Надежды Энтони рухнули.
– Большое спасибо, сэр. – Когда квакнул телефон, висевший на стене, он уже знал, кто звонит.
– Это Дот, – послышался нетвердый голос. – Я должна увидеться с тобой.
– Дот, я же сказал, что не смогу освободиться еще несколько дней.
– Я должна встретиться с тобой сегодня вечером. Это важно.
– Слишком поздно, – холодно сказал он. – Сейчас десять вечера, а я должен быть в лагере к одиннадцати.
– Ну хорошо, – в этих двух словах было спрессовано столько душевной боли, что Энтони ощутил нечто вроде угрызений совести.
– В чем дело?
– Я хочу попрощаться с тобой.
– Ох, не будь идиоткой! – воскликнул он. Но его настроение улучшилось. Какая удача, если она уедет из города этой ночью! Какой груз упадет с его души! Но он сказал:
– Ты все равно не сможешь уехать до завтра.
Краешком глаза он увидел, что дежурный офицер ночной смены озадаченно рассматривает его. Следующие слова Дот заставили его вздрогнуть.

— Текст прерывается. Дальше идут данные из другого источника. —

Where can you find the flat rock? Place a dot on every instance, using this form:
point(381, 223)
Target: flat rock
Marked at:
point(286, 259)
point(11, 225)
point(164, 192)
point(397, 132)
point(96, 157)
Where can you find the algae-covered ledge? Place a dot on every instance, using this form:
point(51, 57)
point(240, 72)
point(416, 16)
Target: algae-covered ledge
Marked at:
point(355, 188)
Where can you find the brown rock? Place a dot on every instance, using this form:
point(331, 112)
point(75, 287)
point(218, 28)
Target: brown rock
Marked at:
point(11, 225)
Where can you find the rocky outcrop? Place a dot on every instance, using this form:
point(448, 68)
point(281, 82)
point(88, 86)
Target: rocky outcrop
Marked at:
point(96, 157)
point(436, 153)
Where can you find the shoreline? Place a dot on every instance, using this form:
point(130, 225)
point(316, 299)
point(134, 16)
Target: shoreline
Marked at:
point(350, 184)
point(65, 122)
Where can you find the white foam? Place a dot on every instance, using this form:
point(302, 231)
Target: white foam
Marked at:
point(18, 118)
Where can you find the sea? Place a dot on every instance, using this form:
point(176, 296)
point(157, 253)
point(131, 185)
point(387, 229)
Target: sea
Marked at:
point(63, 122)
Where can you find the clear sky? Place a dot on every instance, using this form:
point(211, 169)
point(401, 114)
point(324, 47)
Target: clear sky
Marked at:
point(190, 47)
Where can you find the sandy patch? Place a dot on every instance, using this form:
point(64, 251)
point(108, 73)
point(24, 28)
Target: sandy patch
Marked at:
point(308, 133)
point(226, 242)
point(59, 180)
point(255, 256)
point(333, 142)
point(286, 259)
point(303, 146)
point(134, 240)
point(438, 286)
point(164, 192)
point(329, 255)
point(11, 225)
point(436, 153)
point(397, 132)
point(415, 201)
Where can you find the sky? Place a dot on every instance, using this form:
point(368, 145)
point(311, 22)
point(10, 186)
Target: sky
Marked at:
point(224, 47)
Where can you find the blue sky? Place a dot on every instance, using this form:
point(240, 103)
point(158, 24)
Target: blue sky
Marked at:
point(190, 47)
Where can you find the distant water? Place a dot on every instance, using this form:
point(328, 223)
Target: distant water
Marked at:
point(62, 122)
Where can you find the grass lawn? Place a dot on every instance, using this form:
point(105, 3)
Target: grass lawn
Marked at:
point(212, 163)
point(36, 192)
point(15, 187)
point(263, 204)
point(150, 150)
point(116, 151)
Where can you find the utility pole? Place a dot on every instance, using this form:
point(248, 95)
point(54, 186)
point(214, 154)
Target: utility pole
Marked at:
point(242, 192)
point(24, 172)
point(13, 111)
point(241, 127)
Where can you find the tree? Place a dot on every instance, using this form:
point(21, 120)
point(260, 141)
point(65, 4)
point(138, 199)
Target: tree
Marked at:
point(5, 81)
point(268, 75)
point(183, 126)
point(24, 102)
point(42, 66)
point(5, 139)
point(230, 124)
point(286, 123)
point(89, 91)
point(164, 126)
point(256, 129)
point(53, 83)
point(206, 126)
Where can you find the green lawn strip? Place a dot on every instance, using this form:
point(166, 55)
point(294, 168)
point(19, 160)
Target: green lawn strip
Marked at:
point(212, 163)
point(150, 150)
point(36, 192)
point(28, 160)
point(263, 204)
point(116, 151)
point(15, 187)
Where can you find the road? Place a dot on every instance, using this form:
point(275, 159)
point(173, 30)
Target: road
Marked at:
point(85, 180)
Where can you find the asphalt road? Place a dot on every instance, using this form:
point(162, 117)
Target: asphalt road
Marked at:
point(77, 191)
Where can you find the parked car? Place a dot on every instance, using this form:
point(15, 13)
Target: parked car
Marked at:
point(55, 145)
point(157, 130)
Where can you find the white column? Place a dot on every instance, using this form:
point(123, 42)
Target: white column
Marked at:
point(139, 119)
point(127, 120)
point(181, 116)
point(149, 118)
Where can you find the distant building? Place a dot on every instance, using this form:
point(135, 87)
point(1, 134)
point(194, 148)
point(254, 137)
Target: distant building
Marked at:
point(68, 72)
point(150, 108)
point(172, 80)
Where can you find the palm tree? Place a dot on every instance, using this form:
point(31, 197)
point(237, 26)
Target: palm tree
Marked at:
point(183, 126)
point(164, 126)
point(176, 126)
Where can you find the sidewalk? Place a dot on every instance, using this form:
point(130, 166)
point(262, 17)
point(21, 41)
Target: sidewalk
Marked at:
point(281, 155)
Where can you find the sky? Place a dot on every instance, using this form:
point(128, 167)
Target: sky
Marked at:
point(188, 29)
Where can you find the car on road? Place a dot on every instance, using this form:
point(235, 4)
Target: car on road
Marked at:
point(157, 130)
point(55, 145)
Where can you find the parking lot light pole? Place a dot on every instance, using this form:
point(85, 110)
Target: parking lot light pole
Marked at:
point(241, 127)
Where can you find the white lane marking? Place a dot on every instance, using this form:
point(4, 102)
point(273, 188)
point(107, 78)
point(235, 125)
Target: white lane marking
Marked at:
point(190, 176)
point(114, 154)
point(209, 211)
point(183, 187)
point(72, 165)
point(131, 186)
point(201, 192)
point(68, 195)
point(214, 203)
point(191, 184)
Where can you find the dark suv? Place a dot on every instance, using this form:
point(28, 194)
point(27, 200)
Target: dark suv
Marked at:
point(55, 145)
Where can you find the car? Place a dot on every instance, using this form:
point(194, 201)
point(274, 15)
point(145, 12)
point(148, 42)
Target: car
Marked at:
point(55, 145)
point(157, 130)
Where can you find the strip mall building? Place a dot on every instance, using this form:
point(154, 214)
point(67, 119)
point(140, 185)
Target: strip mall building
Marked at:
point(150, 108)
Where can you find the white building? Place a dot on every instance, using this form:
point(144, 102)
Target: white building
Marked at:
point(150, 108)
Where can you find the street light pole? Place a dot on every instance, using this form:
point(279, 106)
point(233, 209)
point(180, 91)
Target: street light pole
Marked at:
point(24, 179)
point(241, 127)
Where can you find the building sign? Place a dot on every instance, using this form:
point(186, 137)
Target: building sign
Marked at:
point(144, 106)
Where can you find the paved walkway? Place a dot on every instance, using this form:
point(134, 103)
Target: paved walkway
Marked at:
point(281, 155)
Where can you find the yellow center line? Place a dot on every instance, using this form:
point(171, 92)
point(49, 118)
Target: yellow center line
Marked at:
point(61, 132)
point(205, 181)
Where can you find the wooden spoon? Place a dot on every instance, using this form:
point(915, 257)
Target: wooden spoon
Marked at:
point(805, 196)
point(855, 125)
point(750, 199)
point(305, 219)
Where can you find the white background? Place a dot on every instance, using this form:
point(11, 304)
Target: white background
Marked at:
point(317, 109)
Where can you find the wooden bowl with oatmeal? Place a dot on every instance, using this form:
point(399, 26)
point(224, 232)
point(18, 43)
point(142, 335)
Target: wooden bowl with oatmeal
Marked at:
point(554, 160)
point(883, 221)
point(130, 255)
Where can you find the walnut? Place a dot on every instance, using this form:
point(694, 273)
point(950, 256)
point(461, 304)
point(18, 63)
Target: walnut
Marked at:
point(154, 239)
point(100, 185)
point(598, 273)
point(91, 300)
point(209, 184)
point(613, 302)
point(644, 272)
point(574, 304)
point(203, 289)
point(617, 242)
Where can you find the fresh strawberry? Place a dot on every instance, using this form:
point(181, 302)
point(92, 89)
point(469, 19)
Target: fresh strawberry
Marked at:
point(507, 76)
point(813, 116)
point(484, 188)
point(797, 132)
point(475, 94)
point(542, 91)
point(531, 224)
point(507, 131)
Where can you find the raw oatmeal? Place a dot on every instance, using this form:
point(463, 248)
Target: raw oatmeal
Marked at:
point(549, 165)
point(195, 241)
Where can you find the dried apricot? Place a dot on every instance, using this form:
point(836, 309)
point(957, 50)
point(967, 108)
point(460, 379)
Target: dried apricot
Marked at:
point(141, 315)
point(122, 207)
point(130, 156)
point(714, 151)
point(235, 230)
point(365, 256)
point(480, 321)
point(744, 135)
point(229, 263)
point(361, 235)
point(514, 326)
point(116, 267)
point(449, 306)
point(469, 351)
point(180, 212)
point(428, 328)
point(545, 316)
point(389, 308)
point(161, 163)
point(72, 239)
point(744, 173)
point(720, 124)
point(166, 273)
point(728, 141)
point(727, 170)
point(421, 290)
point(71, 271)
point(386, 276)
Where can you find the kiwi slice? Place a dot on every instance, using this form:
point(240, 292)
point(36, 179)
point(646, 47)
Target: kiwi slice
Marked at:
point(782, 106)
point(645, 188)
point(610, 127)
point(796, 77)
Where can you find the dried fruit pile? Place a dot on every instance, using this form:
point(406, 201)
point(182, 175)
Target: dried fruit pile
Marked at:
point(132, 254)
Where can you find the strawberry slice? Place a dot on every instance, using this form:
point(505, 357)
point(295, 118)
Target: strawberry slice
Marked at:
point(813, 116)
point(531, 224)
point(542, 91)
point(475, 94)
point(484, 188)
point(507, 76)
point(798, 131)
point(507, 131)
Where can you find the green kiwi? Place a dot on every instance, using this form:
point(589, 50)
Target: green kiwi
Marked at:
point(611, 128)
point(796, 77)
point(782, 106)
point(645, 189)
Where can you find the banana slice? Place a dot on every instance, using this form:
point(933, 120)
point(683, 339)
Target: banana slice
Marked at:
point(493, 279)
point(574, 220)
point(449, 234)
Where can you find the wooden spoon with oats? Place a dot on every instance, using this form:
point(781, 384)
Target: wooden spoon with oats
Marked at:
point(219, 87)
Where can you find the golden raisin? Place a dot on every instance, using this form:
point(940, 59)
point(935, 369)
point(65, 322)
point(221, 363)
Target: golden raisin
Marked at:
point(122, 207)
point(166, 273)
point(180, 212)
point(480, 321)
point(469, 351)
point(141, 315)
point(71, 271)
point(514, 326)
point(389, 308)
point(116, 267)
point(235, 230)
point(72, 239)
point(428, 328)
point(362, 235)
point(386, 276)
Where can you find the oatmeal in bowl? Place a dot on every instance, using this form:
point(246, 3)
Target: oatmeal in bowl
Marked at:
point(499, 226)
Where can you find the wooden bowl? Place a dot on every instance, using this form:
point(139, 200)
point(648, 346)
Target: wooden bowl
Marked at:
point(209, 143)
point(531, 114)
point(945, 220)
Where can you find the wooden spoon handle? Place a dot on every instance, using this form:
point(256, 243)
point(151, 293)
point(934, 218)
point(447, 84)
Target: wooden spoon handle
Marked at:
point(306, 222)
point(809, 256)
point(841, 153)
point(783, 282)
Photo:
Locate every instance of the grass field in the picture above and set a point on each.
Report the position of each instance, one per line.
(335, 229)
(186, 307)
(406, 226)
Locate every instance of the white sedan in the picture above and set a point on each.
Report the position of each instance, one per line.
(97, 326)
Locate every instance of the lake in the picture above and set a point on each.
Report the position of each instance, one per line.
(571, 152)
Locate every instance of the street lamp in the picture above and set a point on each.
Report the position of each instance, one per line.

– Я не говорила, что собираюсь уехать.
Энтони крепко стиснул трубку. Ему вдруг стало холодно, как будто жара покинула его тело.
– Что?
В ответ прозвучало несколько слов, произнесенных неистовым, прерывающимся голосом:
– Прощай… ох, прощай!
Щелк! Она повесила трубку. Издав нечто среднее между вздохом и всхлипом, Энтони торопливо вышел из барака. Снаружи, под звездами, мерцавшими, словно серебристая мишура, над кронами маленькой рощи, он замер неподвижно, не зная, что делать. Означало ли это, что она собирается покончить с собой… ох, маленькая дура! Его переполняла горькая ненависть к ней. В этой развязке он оказался не в силах понять, что сам послужил причиной этой путаницы, этого сумасбродства, отвратительной смеси тревоги и страданий.